A New Year for most people means starting over, as if the year just past is a stepping-stone to a new beginning. We have good intentions to become fit, to be more productive and to be happier. Those are the things we constantly strive for, but don’t always achieve.

I am no exception. In the early years, although I started off with enthusiasm coming into a New Year, my enthusiasm would dwindle before I got off the starting block. I found the stresses I had before the New Year, become the stresses into the New Year. My focus around my disability also took precedent.

New Year resolutions aren’t a quick fix for us keeping them; they’re difficult to change, so it’s important we look at how we might change without us giving up at the first hurdle. To do that I believe we must stop forming opinions on just about everything.

For example, we have opinions on exercise; for some of us our good intentions belie a different unconscious thinking. For some exercise is boring, for others it seems a waste of time because we don’t always see a difference in our body shape or weight quickly enough, so we tend to give up.

We must start with a clean slate without any preconceived ideas, so that when we look at exercise, we see everything that is positive about it, rather than everything that’s negative. But it’s really about how we are. If the cup’s half empty it will always be that way, until we change it.

We must change our attitude and mind-set. Changing our lifestyle is also important because without that, our mind-set won’t change. I believe everything is possible, but we need to keep working at things.

It’s in the New Year we open a new chapter and I reckon that’s a good place to start.


3 Jan, 2011

10 thoughts on “New Year’s resolutions

  1. Personally I don’t like or make New Years resolutions Ilana as they always seem to be made far too enthusiastically, without much thought or planning.

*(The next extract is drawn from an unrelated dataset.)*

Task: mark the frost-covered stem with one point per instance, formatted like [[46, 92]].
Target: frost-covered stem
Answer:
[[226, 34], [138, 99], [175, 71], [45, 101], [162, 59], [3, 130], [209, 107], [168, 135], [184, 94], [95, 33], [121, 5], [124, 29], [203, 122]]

    If we really want to change anything in our lives we should sit down and make out a realistic plan, something that’s truly achievable. If I personally need to make a change, I prefer to have a picture or photograph of what I need to change to… and keep the picture within eye-shot.

    My bed mirror is a great place, to keep me on track and focused on what I need to achieve to make my change. I think we are saying the same thing really Ilana..? Happy New Year.

  2. I don’t make New Year resolutions either and I agree with you and Mike.

    I once created a huge poster with cutouts and pictures of all the things I wanted in my life. This hung in my bedroom where I saw it every day. It reminded me daily to work on the things I wanted the most and also helped me to prioritise.

    It was a useful exercise and something I must think about doing again as my life has changed completely since that time.

    1. I totally agree with you Lisa, resolutions are very hard to keep. I’m pleased you found a way to keeping up with one or two of your previous resolutions.

  3. Good advice Ilana. I don’t usually make resolutions because I become discouraged so easily, if I have a set back that I will give up. But it’s not too late to make a tiny resolution, so I may try this year.

    1. I know how hard it can be Lisa, but anything you can change that is for the better is worth a shot. Concentrate on one or two instead of trying to change everything at once!